I've never used any of course. Just speaking from what I think might happen.  

As for clay, its really easy to work with and adds a slickness to soap (hard to explain I guess) to me, adding bentonite clay took away some of the "slimyness" of Castile. Just make sure you hydrate them or mix your FO in them and then add a bit (maybe 1 oz per pound) more water to your recipe. 

I would guess that adding the FO directly to your clay would help get the FO to adsorb (adsorb, not absorb) to the clay better and help retain scent. Water can't be adsorbed to clays. That's why activated charcoal works really well. It makes oils stick like glue to it. I'm going to try to start incorporateing clays into all of my recipes.


----------



## snappyllama (Jul 23, 2015)

I like to blend in the clay to my oils before adding the lye so I can make sure they are incorporated without over blending my batter.


----------



## commoncenz (Jul 23, 2015)

Jump in there. You can't reach the highest of the highs without stretching yourself at least a little


----------



## Momsta5 (Jul 23, 2015)

I really love using clay.  It gives a nice feeling to the bar and I find that the bars that I use it in are great for shaving. My teenager has skin issues and it seems to help him (when he can be bothered to wash his face that is) after a breakout.  

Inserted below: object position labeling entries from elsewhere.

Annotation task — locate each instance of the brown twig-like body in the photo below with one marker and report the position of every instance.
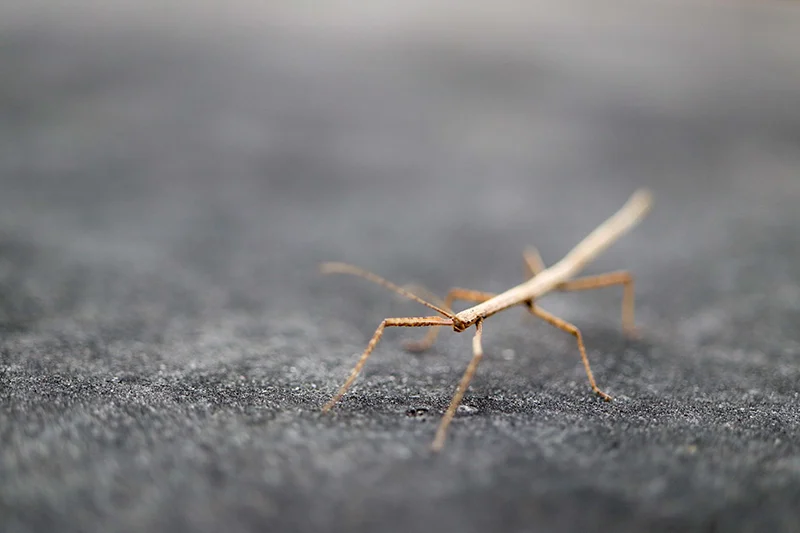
(559, 277)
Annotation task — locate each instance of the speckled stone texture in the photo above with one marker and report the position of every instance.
(169, 182)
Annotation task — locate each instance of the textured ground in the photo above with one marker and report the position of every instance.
(167, 189)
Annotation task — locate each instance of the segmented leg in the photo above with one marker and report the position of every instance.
(454, 294)
(408, 322)
(477, 355)
(606, 280)
(572, 330)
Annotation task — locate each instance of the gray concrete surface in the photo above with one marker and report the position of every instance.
(168, 184)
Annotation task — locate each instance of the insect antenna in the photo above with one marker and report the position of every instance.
(344, 268)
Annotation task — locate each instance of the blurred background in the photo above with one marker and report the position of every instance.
(172, 172)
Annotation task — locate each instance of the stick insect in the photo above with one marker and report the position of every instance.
(558, 277)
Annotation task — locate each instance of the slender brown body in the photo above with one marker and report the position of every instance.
(560, 276)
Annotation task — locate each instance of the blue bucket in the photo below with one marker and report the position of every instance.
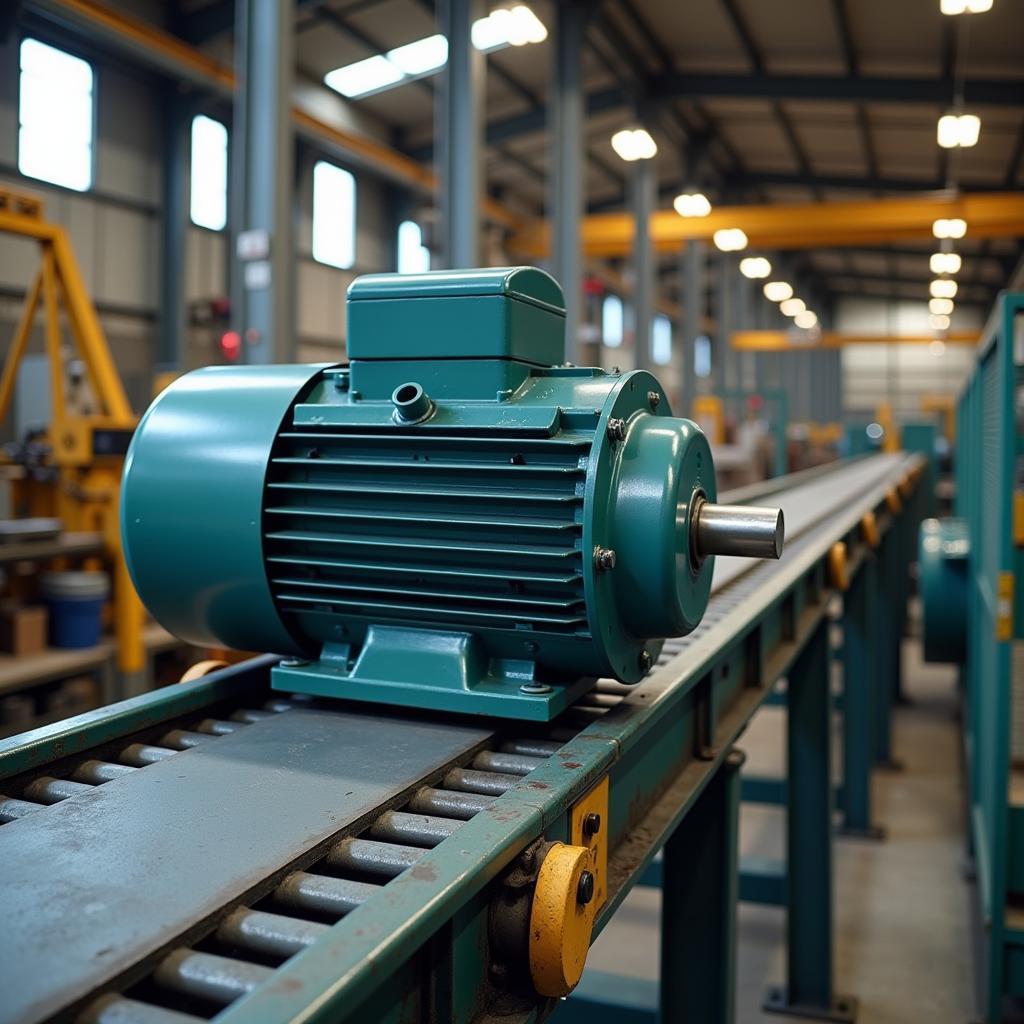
(76, 602)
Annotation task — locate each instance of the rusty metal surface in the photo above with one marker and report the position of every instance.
(107, 878)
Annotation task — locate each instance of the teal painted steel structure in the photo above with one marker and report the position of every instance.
(984, 550)
(421, 948)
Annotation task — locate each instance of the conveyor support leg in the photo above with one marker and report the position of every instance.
(809, 844)
(698, 905)
(859, 659)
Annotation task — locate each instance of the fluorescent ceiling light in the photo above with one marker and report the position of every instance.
(957, 130)
(944, 263)
(953, 227)
(755, 267)
(953, 7)
(420, 57)
(364, 77)
(730, 240)
(691, 205)
(508, 27)
(634, 143)
(777, 291)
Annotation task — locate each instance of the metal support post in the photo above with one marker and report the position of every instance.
(693, 261)
(459, 132)
(644, 197)
(262, 158)
(698, 905)
(888, 648)
(859, 659)
(566, 116)
(697, 876)
(725, 375)
(174, 223)
(809, 843)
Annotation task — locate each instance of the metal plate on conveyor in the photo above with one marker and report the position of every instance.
(97, 882)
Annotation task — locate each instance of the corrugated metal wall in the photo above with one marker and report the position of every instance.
(116, 231)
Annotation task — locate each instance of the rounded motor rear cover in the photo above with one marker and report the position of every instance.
(190, 504)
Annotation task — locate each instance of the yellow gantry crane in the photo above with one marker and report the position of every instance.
(85, 448)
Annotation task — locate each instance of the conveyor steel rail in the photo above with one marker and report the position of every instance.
(390, 918)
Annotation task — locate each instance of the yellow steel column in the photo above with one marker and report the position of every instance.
(19, 344)
(53, 335)
(82, 313)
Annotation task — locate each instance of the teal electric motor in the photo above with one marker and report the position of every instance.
(453, 520)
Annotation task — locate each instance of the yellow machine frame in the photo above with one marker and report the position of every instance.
(87, 494)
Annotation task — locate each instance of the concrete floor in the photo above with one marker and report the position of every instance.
(903, 911)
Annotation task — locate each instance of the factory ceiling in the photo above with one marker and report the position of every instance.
(790, 101)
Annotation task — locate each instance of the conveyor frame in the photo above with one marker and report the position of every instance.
(424, 950)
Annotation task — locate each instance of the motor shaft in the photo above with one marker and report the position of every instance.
(736, 529)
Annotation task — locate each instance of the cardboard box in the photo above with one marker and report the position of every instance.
(24, 629)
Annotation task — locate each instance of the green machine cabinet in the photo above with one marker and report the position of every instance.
(972, 574)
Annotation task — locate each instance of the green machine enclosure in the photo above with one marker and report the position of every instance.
(942, 556)
(452, 520)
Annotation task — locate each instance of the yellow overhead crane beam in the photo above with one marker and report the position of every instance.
(788, 341)
(86, 494)
(171, 52)
(796, 225)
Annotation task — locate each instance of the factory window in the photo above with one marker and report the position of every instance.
(701, 356)
(208, 187)
(334, 216)
(660, 341)
(611, 321)
(414, 256)
(55, 117)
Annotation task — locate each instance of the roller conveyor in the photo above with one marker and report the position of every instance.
(167, 870)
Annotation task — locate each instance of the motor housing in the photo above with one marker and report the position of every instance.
(451, 520)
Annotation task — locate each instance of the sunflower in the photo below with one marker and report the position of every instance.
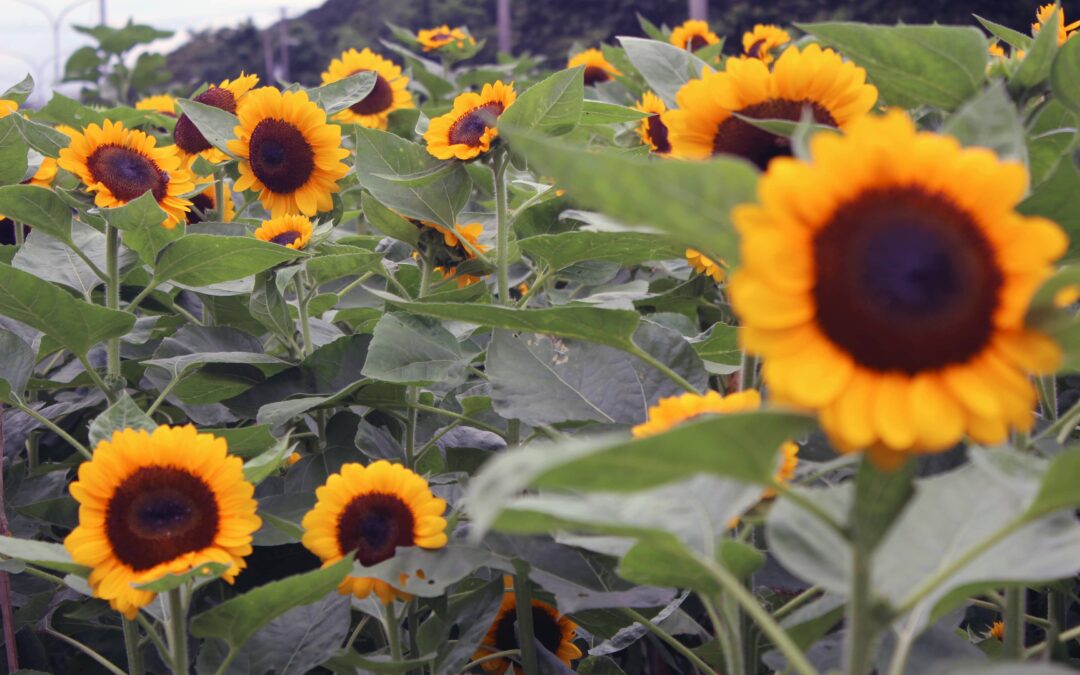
(704, 265)
(597, 68)
(159, 503)
(818, 80)
(469, 129)
(227, 96)
(444, 247)
(1042, 16)
(886, 282)
(118, 165)
(651, 130)
(205, 202)
(288, 152)
(760, 41)
(389, 93)
(291, 231)
(372, 511)
(693, 35)
(162, 103)
(432, 39)
(553, 631)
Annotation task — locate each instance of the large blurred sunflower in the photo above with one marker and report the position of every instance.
(651, 130)
(370, 511)
(389, 93)
(597, 68)
(886, 282)
(159, 503)
(118, 165)
(553, 631)
(227, 96)
(693, 35)
(288, 152)
(469, 130)
(818, 80)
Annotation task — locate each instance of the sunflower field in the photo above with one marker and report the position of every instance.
(731, 355)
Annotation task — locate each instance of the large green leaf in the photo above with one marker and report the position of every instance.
(552, 106)
(740, 446)
(940, 66)
(237, 620)
(690, 200)
(72, 323)
(380, 154)
(205, 259)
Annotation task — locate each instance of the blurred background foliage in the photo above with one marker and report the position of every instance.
(550, 28)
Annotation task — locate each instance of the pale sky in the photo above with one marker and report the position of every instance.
(26, 34)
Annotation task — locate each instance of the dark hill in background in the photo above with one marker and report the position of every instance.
(547, 27)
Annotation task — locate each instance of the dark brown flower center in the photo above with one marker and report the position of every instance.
(203, 204)
(544, 628)
(186, 135)
(906, 281)
(658, 134)
(378, 99)
(158, 514)
(595, 73)
(374, 525)
(126, 173)
(285, 238)
(734, 136)
(469, 129)
(280, 156)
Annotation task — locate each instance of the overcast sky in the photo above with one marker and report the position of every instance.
(26, 34)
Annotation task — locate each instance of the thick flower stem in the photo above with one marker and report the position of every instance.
(523, 602)
(177, 632)
(1012, 644)
(112, 301)
(502, 226)
(131, 645)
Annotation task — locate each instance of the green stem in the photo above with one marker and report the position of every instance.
(301, 304)
(131, 645)
(669, 639)
(55, 429)
(523, 603)
(393, 635)
(502, 227)
(177, 632)
(1012, 644)
(672, 375)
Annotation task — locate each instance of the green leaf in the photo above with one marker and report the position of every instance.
(740, 446)
(601, 112)
(13, 151)
(1065, 73)
(552, 106)
(205, 259)
(413, 350)
(237, 620)
(1035, 67)
(990, 121)
(562, 251)
(123, 414)
(72, 323)
(337, 96)
(939, 66)
(39, 207)
(690, 200)
(664, 66)
(216, 125)
(389, 223)
(381, 153)
(15, 366)
(42, 554)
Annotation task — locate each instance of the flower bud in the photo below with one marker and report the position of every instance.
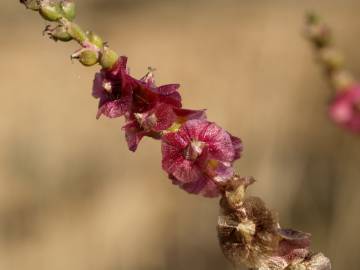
(68, 9)
(108, 58)
(88, 58)
(60, 33)
(51, 11)
(76, 32)
(95, 39)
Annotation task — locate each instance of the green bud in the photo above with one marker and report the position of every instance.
(88, 58)
(95, 39)
(61, 34)
(68, 9)
(76, 32)
(108, 58)
(51, 11)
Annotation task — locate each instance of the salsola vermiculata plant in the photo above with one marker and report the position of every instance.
(344, 108)
(198, 155)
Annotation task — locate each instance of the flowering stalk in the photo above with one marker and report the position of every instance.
(198, 155)
(344, 108)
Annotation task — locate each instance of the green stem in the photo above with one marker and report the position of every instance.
(62, 13)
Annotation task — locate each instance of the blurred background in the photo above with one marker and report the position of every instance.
(73, 197)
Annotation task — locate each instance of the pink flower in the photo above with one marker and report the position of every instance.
(199, 156)
(155, 121)
(345, 109)
(120, 94)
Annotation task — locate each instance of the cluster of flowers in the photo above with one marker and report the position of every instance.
(344, 108)
(197, 154)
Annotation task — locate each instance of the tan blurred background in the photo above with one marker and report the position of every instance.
(73, 197)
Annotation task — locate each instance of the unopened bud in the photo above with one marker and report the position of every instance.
(76, 32)
(108, 58)
(61, 34)
(68, 9)
(88, 58)
(331, 58)
(51, 11)
(95, 39)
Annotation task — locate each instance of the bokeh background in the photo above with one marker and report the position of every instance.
(73, 197)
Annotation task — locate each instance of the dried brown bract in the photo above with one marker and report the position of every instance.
(250, 234)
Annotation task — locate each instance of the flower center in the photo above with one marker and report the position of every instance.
(194, 150)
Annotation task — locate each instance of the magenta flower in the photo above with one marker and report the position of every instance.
(199, 156)
(345, 109)
(120, 94)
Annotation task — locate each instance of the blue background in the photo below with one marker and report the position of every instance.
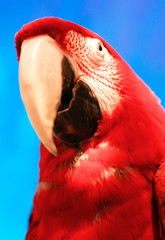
(136, 29)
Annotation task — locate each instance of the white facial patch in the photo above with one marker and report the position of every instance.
(95, 66)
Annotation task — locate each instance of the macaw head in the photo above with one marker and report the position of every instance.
(70, 78)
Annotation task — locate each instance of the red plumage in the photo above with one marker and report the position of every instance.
(103, 188)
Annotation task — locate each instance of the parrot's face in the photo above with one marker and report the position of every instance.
(66, 83)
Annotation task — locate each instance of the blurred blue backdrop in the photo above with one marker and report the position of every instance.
(136, 29)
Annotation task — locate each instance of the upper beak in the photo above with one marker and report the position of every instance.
(40, 77)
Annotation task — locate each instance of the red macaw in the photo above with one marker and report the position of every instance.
(102, 131)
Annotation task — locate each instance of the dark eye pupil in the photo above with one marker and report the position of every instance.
(100, 48)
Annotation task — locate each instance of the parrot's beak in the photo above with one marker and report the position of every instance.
(40, 76)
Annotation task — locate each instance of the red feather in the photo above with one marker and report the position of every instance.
(103, 189)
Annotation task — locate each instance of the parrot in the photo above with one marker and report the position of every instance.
(102, 134)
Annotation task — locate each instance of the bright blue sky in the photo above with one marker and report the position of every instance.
(136, 29)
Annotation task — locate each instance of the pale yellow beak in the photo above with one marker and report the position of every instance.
(40, 77)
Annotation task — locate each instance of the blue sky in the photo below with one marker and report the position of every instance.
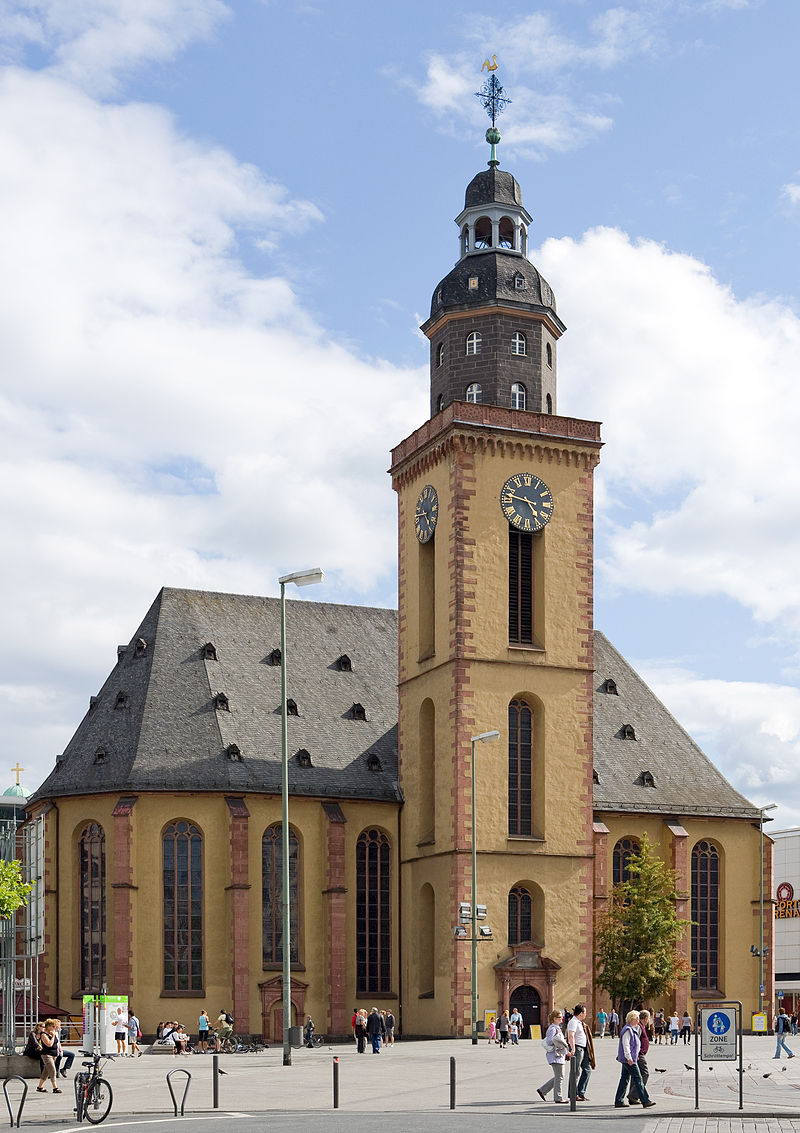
(223, 223)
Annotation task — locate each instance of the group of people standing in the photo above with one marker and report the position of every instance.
(377, 1027)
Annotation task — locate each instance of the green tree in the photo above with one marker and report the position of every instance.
(639, 935)
(14, 892)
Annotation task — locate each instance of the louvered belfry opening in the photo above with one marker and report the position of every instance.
(520, 587)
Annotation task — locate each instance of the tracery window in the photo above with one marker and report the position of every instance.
(520, 916)
(520, 768)
(373, 913)
(623, 852)
(92, 880)
(183, 908)
(705, 916)
(272, 895)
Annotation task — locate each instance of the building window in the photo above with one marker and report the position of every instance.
(520, 587)
(373, 920)
(519, 395)
(92, 875)
(520, 916)
(272, 895)
(623, 852)
(705, 916)
(183, 908)
(520, 768)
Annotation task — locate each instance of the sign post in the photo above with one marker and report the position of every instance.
(718, 1038)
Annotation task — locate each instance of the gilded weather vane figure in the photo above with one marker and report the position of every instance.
(492, 96)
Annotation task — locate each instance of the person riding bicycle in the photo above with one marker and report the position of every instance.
(224, 1028)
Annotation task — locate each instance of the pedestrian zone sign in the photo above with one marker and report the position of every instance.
(717, 1034)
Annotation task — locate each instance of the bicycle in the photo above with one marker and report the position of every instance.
(93, 1093)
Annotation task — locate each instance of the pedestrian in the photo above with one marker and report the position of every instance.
(581, 1049)
(134, 1033)
(203, 1028)
(627, 1055)
(646, 1034)
(783, 1025)
(558, 1055)
(49, 1040)
(374, 1030)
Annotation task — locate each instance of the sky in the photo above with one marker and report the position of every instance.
(222, 223)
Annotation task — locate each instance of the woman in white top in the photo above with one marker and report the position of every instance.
(556, 1048)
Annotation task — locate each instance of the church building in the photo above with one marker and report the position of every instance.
(162, 817)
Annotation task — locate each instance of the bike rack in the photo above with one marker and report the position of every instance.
(15, 1078)
(179, 1070)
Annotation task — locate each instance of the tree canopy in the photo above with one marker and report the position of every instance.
(639, 935)
(14, 892)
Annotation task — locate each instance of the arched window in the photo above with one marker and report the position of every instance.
(705, 916)
(623, 852)
(483, 232)
(373, 914)
(183, 908)
(272, 895)
(520, 768)
(92, 877)
(520, 916)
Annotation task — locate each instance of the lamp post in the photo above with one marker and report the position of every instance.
(299, 578)
(484, 738)
(772, 806)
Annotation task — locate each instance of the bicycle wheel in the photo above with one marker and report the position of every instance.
(99, 1101)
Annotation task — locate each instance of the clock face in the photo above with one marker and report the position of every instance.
(426, 513)
(527, 502)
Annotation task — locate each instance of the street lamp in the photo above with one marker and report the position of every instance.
(484, 738)
(772, 806)
(299, 578)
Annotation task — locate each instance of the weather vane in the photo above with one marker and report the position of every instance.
(492, 96)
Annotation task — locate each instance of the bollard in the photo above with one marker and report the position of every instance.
(573, 1083)
(15, 1078)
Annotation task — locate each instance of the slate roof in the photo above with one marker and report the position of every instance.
(686, 781)
(170, 735)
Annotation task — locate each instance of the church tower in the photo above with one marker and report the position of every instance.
(495, 633)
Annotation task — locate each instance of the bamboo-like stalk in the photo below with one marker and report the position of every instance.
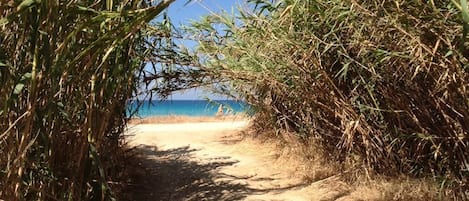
(63, 66)
(380, 83)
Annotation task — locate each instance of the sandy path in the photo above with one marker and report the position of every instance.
(209, 161)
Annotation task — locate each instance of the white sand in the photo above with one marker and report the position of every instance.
(209, 161)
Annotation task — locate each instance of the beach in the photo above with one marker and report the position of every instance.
(215, 161)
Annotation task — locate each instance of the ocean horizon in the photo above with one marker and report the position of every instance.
(151, 108)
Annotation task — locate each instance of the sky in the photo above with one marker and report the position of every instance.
(181, 14)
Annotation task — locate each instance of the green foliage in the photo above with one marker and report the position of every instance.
(385, 81)
(67, 69)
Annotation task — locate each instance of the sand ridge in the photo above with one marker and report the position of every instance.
(211, 161)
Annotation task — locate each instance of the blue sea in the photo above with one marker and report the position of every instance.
(186, 107)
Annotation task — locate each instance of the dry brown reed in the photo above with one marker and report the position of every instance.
(67, 69)
(377, 84)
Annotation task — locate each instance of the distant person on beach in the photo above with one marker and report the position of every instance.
(220, 112)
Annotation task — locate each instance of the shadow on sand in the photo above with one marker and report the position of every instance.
(174, 175)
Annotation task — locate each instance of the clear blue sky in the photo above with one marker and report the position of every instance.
(181, 14)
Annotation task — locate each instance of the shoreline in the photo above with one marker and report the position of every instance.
(176, 119)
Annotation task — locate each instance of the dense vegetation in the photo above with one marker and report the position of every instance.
(67, 69)
(382, 85)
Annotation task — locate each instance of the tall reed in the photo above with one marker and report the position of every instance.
(67, 69)
(381, 83)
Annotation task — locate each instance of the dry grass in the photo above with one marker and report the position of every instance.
(308, 161)
(380, 85)
(67, 69)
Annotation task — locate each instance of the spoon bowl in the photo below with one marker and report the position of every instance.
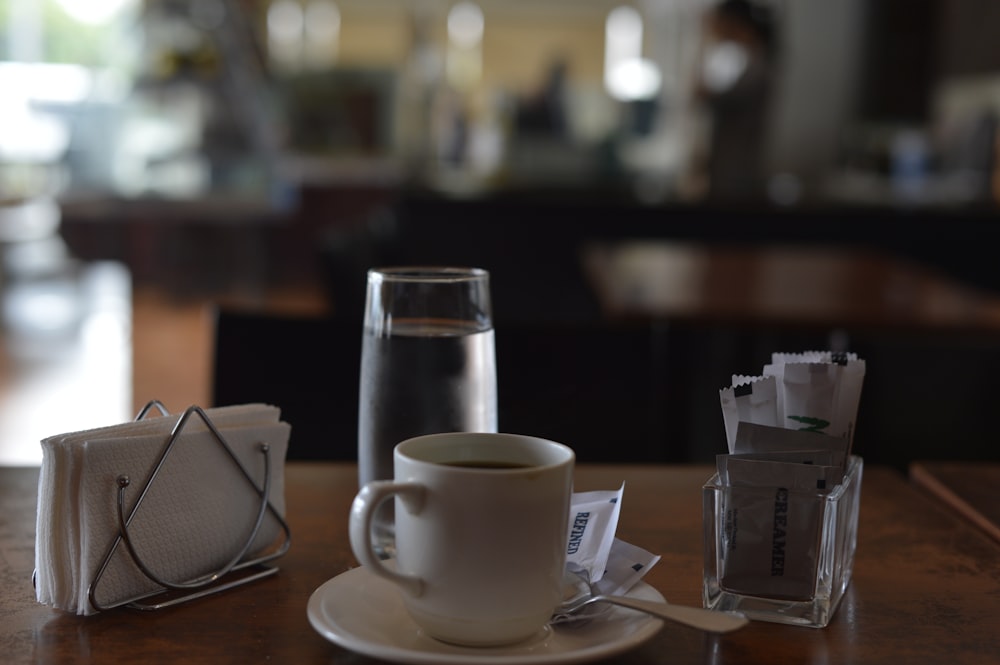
(583, 602)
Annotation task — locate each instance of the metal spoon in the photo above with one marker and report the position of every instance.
(581, 593)
(696, 617)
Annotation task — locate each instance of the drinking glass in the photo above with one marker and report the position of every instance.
(428, 365)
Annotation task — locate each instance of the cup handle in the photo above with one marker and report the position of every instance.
(362, 513)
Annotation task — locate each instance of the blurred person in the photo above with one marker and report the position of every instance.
(734, 84)
(544, 112)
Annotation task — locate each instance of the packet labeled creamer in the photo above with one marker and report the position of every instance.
(592, 524)
(773, 517)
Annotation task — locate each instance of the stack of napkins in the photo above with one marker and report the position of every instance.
(197, 514)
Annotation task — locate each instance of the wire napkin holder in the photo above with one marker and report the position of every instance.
(228, 576)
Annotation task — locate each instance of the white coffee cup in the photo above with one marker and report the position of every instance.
(481, 526)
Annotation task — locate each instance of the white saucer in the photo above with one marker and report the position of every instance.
(363, 613)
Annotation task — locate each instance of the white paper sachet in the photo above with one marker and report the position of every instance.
(818, 391)
(592, 524)
(773, 514)
(752, 438)
(751, 399)
(627, 564)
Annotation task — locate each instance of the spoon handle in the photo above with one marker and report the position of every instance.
(710, 620)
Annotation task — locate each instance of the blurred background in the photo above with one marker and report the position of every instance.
(724, 178)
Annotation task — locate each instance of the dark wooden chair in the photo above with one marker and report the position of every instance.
(599, 389)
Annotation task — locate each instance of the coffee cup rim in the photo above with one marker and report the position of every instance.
(501, 444)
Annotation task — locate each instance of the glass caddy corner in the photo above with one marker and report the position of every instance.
(829, 561)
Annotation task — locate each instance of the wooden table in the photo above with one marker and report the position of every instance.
(926, 584)
(970, 489)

I'm going to give soaping with FO a try with the sample sale. My problem is that I love playing with the EO's that stress my budget the most. So I have been buying what I can find on sale, this is hit and miss. So the sale is a great opportunity to try FO versions without breaking the bank.


----------



## TeresaT (Jul 23, 2015)

this is very interesting.  what are "aroma chemicals" and where do you get them? (oh, wait, are you talking about wale vomit?)


----------



## MoonStruck (Jul 23, 2015)

Try making the smallest batch you are comfortable making and test the aroma chemicals like you would fragrance oils. That way if something goes wrong or doesn't work, you aren't wasting a lot of oils or aromas. Do you have an MSDS for them? You might be able to get a usage rate idea from there.

Clays are great. I haven't used them recently because I don't have any but I love black clay with activated charcoal for a rich black.


----------



## not_ally (Jul 23, 2015)

It is just weird, I have done so many batches, with so many random ingredients, I am just scared of clay.  Why, who knows?  I have had various kinds of it just sitting around staring at me for the past couple of years   I am going to jump in, though.  Moonstruck, good to know about the black clay, it is really hard to get a rich black, although were do you get black clay, I don't think I have ever seen it?  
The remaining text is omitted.